By Sarah Terzo
Lindsey and April Woods lost their daughter Remy to a miscarriage in the second trimester. Remy was diagnosed in utero with 45x/46xy, a rare disorder that can cause severe disabilities. April and Lindsey refused abortion.
April recalls a conversation with the doctors:
At one point I asked “What’s worst-case scenario here” because prior to speaking to them we did not know the actual condition, so we did not realize how serious it could be. The genetic counselor said, “It depends on what you consider worst-case” which is something that sticks with me because I thought the answer was obvious – not having our child survive – but still had to say it as they waited for an answer.
April and Lindsey were devastated to learn in a subsequent appointment that Remy’s heart had stopped beating. Lindsey had to be induced. The couple decided they wanted to bury Remy and hold a funeral.
Doctors dehumanized their daughter by calling her “tissue” repeatedly. April writes:
I heard the word tissue many times that day.

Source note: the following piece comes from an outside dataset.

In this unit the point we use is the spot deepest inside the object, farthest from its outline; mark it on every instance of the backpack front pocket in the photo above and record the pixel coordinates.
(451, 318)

When we said we wanted to bury Remy we were told that they had to send the tissue to the lab to confirm they took out what they said they did. Every time I asked about the policy, they kept referring to her as tissue despite me continuously saying “baby.” Every time I said baby in a sentence, they responded with the word tissue in its place.
The couple’s grief was made worse by the hospital’s attitude:
It made us disgusted that they could refer to our baby, who we just learned we lost a couple of hours prior, as tissue. Their care lacked basic human decency as they refused to acknowledge our loss of our child. We were crying and trying to wrap our minds around how we were going to tell our sons there was no longer a baby sibling in mommy’s belly, and to hear the hospital employees say tissue over and over again like we had not lost our hopes and dreams made us feel like they were almost judging us for wanting to bury our daughter. It made the worst day of our lives ever worse because in that moment, every time they said tissue, it felt like we were completely alone in our grief.
But the worst was yet to come.
While Lindsey was still asleep from anesthesia, April prepared to take Remy’s body to the funeral home. The hospital forced her to carry the remains of her child away in a bright orange biohazard bucket. April says:
A nurse approached me while I was in the waiting room. She looked like a deer in headlights and was doing her best to look me in the eye while she asked: Did anyone explain to you what exactly you’ll be taking home with you today? She told me that our baby was in a bucket. A bio-hazard bucket. I could not picture what they were about to hand me, but I didn’t want to walk down the hall with my dead child in a bucket that said BIOHAZARD and asked if there was anything else to put our baby in so I wasn’t carrying my dead baby in a bucket down their hall . . . It seemed so off – so horrid it seemed unreal that they would hand someone a bucket with their dead child and expect them to carry the bucket the entire distance of their long hallway that I really could not fully grasp the situation. She said she talked to a supervisor who said it had to be this way.
I asked to at least put the bucket in a bag, or something, because I couldn’t bear the thought of carrying a marked bucket down the hall.
The hospital gave April a Home Goods plastic bag, and April carried Remy to her car, in the bucket, with the plastic bag wrapped around it.
April, a newly bereaved parent, was forced to cope with the hospital’s refusal to acknowledge the humanity of her child. The hospital viewed Remy not as the precious, unique, and valuable human being she was, but as medical waste.
Because preborn children are so dehumanized in our society, where thousands of them die daily in abortion, we should not be surprised that hospital staff members consider them only medical waste and not people. This grieving couple had their pain greatly magnified by hospital staff.
The story illustrates how abortion can hurt even those who don’t choose it. The dehumanization of April and Lindsey’s baby may well be a result of the way our society views preborn babies, which is a result of legalized abortion. Staff members at the hospital dehumanized Remy because to them, she was just tissue, like the 3,000 preborn babies who are aborted daily.
They didn’t acknowledge Remy’s humanity, or the fact that she was a unique, precious human being – a human being who was greatly loved.
When April arrived at the funeral home, the staff there treated Remy’s body with respect and dignity. Remy was buried in Reidy Cemetery in Wallaceton, PA, and the Woods are now doing a GoFundMe to raise funds for a headstone.
We love you Remy, and I’m so, so sorry that I couldn’t stop this from happening to you. I can only hope that by sharing how you were treated we can change how others are treated.
We can hope that those who read this story will try to influence medical providers to be more sensitive, and that any medical workers who read this article will realize how hurtful their attitudes toward preborn babies can be to bereaved parents. By going public, April and Lindsey hope to raise awareness of the despicable way miscarried babies are treated. But in a culture that dehumanizes preborn babies on a massive scale, changing the way these babies are viewed by doctors and hospital workers will be difficult.